Not much going on in my neck of the 'sphere here in the wake of Turkey Day. For the umpteenth year in a row, I did all I could to avoid Bleak Friday, the inevitably depressing reminder of all that is commercial and cynical about the upcoming holidays.

And so, looking to restore my faith and optimism, what should I come across (tip: Chuck) but a link to an NYT interview with Jean Baudrillard? Okay, if you don't know who JB is, then you wouldn't recognize that as irony. Trust me, though. It is.

There was a time when I was really into JB's work, when it felt like he was on the front edge of what was going on in culture and society. Of course, this was a while ago, and since then, I must admit that it's felt like the world passed him by. In part, I think it's a generational thing--had he been a fair bit younger, I think he would have embraced the Net and drifted with the flow a little more. Now, he just sounds cantankerous:

Q: Some here feel that the study of the humanities at our universities has been damaged by the incursion of deconstruction and other French theories.

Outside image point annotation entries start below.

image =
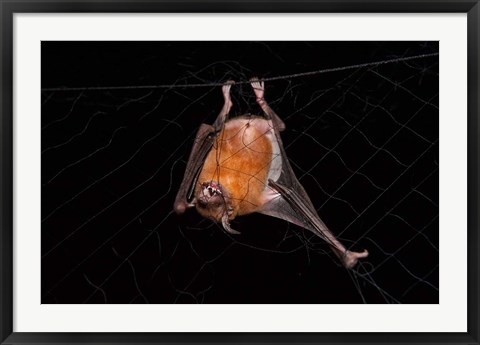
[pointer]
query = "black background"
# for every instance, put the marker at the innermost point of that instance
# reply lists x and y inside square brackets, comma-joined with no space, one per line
[363,142]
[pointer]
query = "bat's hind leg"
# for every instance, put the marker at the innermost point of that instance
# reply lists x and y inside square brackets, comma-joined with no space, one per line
[227,105]
[259,89]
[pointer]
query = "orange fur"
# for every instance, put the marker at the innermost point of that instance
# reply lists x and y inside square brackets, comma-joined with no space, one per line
[240,161]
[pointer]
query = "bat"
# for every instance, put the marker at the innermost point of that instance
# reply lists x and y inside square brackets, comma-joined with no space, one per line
[238,166]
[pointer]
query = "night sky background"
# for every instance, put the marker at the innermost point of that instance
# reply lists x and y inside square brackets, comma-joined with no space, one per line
[363,141]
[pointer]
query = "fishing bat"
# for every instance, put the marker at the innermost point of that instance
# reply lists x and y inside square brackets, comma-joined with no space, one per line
[239,166]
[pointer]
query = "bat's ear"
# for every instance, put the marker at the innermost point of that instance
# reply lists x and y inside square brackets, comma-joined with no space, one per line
[226,225]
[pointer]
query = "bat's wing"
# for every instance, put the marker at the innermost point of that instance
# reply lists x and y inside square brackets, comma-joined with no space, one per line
[203,144]
[287,199]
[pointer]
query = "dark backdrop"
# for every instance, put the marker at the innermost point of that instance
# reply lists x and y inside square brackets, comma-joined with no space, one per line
[363,141]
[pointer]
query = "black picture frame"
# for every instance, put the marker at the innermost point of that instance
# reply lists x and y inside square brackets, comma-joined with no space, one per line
[9,8]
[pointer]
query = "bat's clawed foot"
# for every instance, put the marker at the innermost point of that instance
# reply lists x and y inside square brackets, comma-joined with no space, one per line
[259,89]
[226,92]
[350,259]
[226,226]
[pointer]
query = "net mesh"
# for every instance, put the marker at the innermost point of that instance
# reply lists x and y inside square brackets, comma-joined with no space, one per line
[363,141]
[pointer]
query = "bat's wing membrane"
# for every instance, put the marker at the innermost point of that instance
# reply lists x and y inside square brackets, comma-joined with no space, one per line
[203,144]
[289,201]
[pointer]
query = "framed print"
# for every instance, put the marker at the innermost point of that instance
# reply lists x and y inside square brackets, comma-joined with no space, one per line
[263,172]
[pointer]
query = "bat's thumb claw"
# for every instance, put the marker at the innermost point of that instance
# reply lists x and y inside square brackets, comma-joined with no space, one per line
[226,226]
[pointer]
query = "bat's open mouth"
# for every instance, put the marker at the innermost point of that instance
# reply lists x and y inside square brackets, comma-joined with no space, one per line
[210,189]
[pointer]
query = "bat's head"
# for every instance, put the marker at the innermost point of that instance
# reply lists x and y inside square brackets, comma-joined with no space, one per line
[212,201]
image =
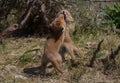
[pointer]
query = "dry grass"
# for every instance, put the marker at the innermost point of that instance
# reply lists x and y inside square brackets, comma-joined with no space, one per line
[16,54]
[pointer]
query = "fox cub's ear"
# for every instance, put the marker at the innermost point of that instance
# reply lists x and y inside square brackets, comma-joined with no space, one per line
[50,28]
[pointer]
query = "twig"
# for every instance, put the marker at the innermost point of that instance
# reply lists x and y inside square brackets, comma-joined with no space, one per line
[95,54]
[109,60]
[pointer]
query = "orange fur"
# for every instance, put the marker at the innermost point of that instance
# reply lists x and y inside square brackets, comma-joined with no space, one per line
[53,44]
[68,43]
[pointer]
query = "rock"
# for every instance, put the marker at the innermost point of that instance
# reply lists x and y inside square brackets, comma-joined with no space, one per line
[10,68]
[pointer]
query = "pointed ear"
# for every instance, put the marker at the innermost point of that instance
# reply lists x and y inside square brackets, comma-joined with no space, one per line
[62,29]
[50,28]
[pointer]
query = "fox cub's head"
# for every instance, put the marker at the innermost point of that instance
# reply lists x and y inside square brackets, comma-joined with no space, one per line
[69,17]
[58,25]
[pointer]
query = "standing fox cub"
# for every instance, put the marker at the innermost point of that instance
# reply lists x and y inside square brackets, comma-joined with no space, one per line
[53,44]
[68,43]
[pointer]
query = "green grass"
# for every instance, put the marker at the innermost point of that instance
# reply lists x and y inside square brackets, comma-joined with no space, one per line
[17,52]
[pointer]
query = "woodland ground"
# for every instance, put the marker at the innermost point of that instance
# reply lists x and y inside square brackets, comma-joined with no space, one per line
[18,54]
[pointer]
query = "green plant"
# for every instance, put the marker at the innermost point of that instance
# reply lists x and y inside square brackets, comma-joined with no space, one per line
[113,14]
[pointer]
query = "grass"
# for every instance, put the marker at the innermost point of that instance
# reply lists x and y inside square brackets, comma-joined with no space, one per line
[16,52]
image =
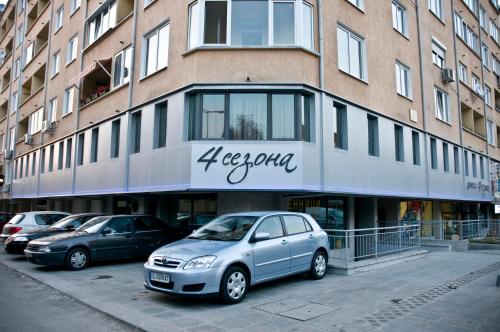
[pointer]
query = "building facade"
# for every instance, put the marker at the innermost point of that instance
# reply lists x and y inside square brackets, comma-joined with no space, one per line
[358,112]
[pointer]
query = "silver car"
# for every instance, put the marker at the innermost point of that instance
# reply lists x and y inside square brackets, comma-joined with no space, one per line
[235,251]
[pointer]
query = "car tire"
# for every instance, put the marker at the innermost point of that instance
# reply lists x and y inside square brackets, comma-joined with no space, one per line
[234,285]
[77,259]
[318,265]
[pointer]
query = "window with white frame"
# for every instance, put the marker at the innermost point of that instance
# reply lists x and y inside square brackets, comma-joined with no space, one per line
[71,52]
[74,5]
[156,50]
[121,67]
[28,53]
[101,22]
[436,6]
[442,105]
[52,113]
[35,121]
[250,23]
[485,58]
[69,95]
[403,80]
[490,133]
[462,73]
[487,95]
[350,53]
[438,54]
[399,18]
[55,63]
[59,19]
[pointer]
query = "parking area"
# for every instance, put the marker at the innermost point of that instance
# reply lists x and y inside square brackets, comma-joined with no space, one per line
[441,291]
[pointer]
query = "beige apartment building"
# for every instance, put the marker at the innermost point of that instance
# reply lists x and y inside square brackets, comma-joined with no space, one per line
[356,111]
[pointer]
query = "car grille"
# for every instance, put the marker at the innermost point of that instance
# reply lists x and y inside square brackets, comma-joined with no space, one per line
[167,262]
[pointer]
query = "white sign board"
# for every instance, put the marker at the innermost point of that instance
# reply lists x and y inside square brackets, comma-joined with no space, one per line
[247,166]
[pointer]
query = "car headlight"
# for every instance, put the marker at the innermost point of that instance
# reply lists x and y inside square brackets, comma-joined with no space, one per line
[202,262]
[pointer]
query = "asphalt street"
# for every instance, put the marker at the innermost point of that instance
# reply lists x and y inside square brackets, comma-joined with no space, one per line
[28,305]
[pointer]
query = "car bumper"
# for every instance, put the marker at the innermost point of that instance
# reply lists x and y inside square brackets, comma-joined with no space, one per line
[45,258]
[202,282]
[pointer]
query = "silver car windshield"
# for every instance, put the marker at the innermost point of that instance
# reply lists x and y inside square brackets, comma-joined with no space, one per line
[93,226]
[225,228]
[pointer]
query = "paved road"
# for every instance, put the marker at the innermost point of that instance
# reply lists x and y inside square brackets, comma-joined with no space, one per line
[28,305]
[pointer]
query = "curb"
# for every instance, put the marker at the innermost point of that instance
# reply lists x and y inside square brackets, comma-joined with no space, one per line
[123,322]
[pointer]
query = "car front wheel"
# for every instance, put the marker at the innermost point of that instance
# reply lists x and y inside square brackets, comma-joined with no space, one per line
[77,259]
[234,285]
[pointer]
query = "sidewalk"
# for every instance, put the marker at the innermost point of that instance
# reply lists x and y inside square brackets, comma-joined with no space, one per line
[442,291]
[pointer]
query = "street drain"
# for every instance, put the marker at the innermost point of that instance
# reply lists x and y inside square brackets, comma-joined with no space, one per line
[400,307]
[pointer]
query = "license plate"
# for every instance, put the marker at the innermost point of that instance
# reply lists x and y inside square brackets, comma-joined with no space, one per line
[160,277]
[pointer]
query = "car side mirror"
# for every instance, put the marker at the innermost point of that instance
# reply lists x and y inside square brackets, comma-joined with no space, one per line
[261,237]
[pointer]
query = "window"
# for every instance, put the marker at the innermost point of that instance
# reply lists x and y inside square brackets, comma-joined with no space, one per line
[160,126]
[272,226]
[399,143]
[59,19]
[35,121]
[436,7]
[74,5]
[442,105]
[481,167]
[135,146]
[438,54]
[456,160]
[101,22]
[28,53]
[415,140]
[399,18]
[55,63]
[462,73]
[69,96]
[350,53]
[373,149]
[94,145]
[250,116]
[72,49]
[446,158]
[474,166]
[115,138]
[341,135]
[60,157]
[156,56]
[403,80]
[52,114]
[466,163]
[121,67]
[81,145]
[51,158]
[69,146]
[433,153]
[490,133]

A: That was the gift of the French. They gave Americans a language they did not need. It was like the Statue of Liberty. Nobody needs French theory.

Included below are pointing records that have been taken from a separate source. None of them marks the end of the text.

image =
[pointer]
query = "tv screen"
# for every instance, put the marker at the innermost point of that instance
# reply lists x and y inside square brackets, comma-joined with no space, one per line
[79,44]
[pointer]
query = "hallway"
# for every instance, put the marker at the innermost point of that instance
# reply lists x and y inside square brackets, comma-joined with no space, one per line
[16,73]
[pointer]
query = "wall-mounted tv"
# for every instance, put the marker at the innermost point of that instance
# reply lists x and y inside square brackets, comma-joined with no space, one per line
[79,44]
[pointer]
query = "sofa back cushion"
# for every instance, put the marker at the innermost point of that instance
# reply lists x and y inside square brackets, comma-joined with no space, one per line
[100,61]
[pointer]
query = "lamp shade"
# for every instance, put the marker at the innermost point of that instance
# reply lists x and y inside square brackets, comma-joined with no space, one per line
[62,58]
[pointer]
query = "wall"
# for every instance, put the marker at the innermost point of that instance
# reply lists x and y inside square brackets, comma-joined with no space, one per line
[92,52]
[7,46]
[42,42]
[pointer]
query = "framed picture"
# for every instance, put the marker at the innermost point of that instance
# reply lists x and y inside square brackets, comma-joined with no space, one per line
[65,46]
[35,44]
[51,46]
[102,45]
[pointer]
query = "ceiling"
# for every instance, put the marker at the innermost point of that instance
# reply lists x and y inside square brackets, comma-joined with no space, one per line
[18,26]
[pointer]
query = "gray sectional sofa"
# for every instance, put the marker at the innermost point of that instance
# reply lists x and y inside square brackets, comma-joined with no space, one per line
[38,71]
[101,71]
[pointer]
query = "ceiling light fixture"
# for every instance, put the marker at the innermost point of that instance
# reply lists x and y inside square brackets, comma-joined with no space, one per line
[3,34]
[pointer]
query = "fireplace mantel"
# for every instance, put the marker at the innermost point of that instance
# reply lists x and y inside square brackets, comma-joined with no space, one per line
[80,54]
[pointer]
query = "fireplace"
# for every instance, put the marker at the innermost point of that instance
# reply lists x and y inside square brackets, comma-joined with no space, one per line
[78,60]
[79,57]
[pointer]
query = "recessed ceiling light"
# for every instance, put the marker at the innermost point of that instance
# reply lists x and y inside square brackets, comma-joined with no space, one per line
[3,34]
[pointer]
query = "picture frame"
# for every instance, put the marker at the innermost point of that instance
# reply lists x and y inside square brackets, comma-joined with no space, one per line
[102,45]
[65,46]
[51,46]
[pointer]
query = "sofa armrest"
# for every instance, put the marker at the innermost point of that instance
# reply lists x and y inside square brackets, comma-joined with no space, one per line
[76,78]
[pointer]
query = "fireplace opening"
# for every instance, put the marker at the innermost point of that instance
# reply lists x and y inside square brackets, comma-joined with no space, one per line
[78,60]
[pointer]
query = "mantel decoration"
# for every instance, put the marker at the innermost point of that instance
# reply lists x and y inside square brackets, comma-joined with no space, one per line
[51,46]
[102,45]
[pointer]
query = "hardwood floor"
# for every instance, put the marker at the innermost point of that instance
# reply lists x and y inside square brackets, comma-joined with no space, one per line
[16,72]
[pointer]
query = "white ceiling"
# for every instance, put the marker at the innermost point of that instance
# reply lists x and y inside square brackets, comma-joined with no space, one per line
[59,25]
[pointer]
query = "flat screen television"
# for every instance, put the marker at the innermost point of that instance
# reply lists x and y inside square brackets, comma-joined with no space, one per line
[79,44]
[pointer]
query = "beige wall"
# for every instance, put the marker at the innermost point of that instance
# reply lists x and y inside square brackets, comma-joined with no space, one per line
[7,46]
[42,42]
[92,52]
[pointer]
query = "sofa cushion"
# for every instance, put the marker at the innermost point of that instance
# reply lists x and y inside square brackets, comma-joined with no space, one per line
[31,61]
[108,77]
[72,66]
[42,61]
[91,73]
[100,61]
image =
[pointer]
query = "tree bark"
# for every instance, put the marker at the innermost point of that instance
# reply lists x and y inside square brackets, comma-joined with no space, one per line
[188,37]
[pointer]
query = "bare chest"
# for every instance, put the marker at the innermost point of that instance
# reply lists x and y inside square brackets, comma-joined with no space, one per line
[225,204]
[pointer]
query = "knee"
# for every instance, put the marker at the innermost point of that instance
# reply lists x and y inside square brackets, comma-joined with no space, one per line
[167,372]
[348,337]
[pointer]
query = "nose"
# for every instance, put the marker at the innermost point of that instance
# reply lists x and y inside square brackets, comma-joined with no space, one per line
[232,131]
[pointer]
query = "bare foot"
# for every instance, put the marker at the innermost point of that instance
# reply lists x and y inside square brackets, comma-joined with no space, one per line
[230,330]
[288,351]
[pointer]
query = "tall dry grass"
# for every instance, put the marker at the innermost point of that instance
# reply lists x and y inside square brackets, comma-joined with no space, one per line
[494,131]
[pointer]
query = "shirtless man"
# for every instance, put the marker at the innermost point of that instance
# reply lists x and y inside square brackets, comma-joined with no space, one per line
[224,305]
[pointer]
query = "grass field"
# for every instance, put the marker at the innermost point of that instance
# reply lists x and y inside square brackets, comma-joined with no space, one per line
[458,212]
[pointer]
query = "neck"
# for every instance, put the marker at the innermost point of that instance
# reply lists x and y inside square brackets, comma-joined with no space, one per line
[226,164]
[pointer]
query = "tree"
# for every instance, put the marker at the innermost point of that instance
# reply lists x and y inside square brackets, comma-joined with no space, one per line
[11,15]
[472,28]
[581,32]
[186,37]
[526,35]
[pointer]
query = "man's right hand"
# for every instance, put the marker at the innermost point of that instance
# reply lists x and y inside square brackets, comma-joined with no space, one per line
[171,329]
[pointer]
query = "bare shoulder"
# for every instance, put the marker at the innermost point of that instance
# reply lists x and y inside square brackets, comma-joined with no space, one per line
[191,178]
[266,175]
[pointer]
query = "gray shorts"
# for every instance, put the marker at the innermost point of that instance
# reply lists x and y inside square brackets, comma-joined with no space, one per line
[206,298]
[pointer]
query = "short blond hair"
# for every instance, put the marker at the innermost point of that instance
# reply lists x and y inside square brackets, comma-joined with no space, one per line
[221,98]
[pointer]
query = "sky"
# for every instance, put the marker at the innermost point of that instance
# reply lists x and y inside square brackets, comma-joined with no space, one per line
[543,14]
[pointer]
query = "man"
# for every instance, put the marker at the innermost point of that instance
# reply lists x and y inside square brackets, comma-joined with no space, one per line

That's the close of the piece. Ah, well. If he had bothered to lead with this bon mot, then perhaps Deborah Solomon's time could have been better spent with someone whose only relevance to the NYT is his status as "one of France's most celebrated philosophers." I can't help but sense the parallel between JB here and the other theory wonks who have delighted in crowing about the demise of theory, their last gasp attempt at keeping control over the industry from which they've derived a great deal of benefit but for which they're no longer as relevant. The irony of JB trying to keep it real in the NYT, after years of arguing precisely against such a strategy, is almost enough to make me laugh.

Almost. That is all.

November 21, 2005

The agony of de-feeds

There's an interesting "report" over at the Feedburner weblog, about the changing face of feeds (RSS/Atom), and specifically about the way that feeds are finally (or need to be) decoupling from blogs. Although they remain an incredibly useful way for me to keep up with the 100+ blogs I subscribe to, that's not their only use. The Venn diagram at the top of the entry illustrates this nicely:

RSS/Atom evolving

When I talk about using weblogs with someone who's new to the idea, I almost always also talk about Bloglines (and various other aggregators), because feeds have been so vital to my own ability to manage the incoming information. But as feeds take on a more autonomous role on the Web, one of the things I've been thinking about is what they mean (or could mean) for the academy.

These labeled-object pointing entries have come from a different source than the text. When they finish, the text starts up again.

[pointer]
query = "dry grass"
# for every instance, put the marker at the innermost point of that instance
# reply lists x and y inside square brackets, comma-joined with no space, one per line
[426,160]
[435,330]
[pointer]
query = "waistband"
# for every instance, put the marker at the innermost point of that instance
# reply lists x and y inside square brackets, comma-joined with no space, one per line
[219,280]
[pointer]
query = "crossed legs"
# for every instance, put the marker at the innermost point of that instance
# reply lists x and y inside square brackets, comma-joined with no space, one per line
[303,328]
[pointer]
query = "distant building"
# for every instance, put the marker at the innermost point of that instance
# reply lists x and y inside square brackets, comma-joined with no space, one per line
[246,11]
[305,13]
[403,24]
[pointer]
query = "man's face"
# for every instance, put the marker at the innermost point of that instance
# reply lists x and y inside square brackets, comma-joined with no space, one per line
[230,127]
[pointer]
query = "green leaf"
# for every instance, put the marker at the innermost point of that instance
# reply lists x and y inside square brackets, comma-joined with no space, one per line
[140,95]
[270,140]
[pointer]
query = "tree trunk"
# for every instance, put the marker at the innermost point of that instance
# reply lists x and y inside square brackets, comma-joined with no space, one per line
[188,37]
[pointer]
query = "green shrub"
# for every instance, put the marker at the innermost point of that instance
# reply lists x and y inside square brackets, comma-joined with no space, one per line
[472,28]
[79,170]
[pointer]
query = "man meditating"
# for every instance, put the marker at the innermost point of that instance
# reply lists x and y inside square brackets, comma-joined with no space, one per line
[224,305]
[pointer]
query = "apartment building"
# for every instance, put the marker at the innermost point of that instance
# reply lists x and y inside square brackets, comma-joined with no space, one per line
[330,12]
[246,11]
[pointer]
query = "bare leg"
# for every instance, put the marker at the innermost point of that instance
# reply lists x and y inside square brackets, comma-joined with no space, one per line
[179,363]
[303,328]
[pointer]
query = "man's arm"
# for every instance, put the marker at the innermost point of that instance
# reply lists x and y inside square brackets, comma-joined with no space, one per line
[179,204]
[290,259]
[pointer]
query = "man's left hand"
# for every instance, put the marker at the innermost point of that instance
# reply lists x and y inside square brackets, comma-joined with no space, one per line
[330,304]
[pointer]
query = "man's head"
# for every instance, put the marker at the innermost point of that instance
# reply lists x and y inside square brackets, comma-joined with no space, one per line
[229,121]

Right now, you can subscribe to a feed for CCC Online, but as a single feed, and one that's only updated 4 times a year, it's not going to save you that much time and effort. But what if more of our journals began to put out feeds, such that we could all keep an aggregator folder that fed us new article information? Or heck, put em all together into a Feedburner, and you'd have a single feed for the field that would notify you of articles as they were published. (and don't even get me started on keyword subscription--sigh.)

This is even more important for those of us who work in fields that aren't purely disciplinary. There are so many journals dealing with technology stuff, for instance, in cognate fields, and it's a lot of work to keep track of them, and to do so at the proper intervals. You can't tell me that it wouldn't be worth our time, for example, to be feeding the tables of contents of Kairos and Computers and Composition to the majority of new media scholars who work in other fields. Crossing the boundaries of disciplines and specializations is a high threshold activity, but feeds would make it a lot more simple.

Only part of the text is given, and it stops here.